Polichinelle, pour jouer ces charmantes comédies que nos pauvres bons parens avoient la patience de voir et d'entendre. Mais mon oncle Bernard ayant un jour lu dans la famille un très-beau sermon de sa façon, nous quittames les comédies, et nous nous mîmes à composer des sermons. Ces détails ne sont pas fort intéressans, je l'avoue; mais ils montrent à quel point il falloit que notre première éducation eût été bien dirigée pour que, maîtres presque de notre temps et de nous dans un âge si tendre, nous fussions si peu tentés d'en abuser. Nous avions si peu besoin de nous faire des camarades, que nous en négligions même l'occasion. Quand nous allions nous promener, nous regardions en passant leurs jeux sans convoitise, sans songer même à y prendre part. L'amitié remplissoit si bien nos cœurs, qu'il nous suffisoit d'être ensemble pour que les plus simples goûts fissent nos délices.

A force de nous voir inséparables, on y prit garde; d'autant plus que mon cousin étant très-grand et moi très-petit, cela faisoit un couple assez plaisamment assorti. Sa longue figure effilée, son petit visage de pomme cuite, son air mou, sa démarche nonchalante, excitoient les enfans à se moquer de lui. Dans le patois du pays on lui donna le surnom de Barna Bredanna, et sitôt que nous sortions, nous n'entendions que Barna Bredanna tout autour de nous. Il enduroit cela plus tranquillement que moi. Je me fâchai, je voulus me battre; c'étoit ce que les petits coquins demandoient. Je battis, je fus battu. Mon pauvre cousin me soutenoit de son mieux; mais il étoit foible: d'un coup de poing on le renversoit. Alors je devenois furieux.

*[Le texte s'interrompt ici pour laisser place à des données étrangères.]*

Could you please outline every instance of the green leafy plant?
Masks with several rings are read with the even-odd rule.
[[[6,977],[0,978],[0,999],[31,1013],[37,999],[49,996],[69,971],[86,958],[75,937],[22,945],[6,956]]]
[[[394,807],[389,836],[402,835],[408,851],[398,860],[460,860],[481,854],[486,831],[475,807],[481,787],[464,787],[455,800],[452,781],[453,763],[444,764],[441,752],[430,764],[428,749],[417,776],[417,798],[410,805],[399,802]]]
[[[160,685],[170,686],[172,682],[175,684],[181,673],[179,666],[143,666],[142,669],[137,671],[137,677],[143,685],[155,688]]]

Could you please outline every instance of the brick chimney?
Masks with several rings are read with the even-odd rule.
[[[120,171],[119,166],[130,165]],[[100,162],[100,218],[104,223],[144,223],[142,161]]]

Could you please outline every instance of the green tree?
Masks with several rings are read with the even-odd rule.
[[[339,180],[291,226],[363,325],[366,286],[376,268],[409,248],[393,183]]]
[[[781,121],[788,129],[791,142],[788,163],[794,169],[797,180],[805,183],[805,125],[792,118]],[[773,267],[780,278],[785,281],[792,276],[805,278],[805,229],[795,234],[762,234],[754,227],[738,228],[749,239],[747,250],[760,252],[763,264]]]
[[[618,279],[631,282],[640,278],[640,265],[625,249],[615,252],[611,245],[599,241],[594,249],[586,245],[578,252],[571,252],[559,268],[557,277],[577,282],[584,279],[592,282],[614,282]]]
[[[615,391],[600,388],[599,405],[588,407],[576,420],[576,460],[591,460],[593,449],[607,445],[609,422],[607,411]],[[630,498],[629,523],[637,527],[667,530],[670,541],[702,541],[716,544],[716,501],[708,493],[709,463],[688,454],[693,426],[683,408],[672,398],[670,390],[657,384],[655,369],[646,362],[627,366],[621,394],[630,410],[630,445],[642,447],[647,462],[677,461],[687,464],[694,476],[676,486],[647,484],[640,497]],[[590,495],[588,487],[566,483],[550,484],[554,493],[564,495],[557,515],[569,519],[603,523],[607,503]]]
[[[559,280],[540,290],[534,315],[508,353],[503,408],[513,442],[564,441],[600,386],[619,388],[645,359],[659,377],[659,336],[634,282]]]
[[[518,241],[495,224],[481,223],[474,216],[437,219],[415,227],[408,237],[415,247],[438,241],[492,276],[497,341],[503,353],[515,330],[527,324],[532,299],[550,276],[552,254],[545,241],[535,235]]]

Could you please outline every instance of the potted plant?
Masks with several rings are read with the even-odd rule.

Cependant, quoique j'attrapasse force horions, ce n'étoit pas à moi qu'on en vouloit, c'étoit à Barna Bredanna: mais j'augmentai tellement le mal par ma mutine colère, que nous n'osions plus sortir qu'aux heures où l'on étoit en classe, de peur d'être hués et suivis par les écoliers.

Me voilà déjà redresseur des torts. Pour être un paladin dans les formes, il ne me manquoit que d'avoir une dame; j'en eus deux. J'allois de temps en temps voir mon père à Nyon, petite ville du pays de Vaud, où il s'étoit établi.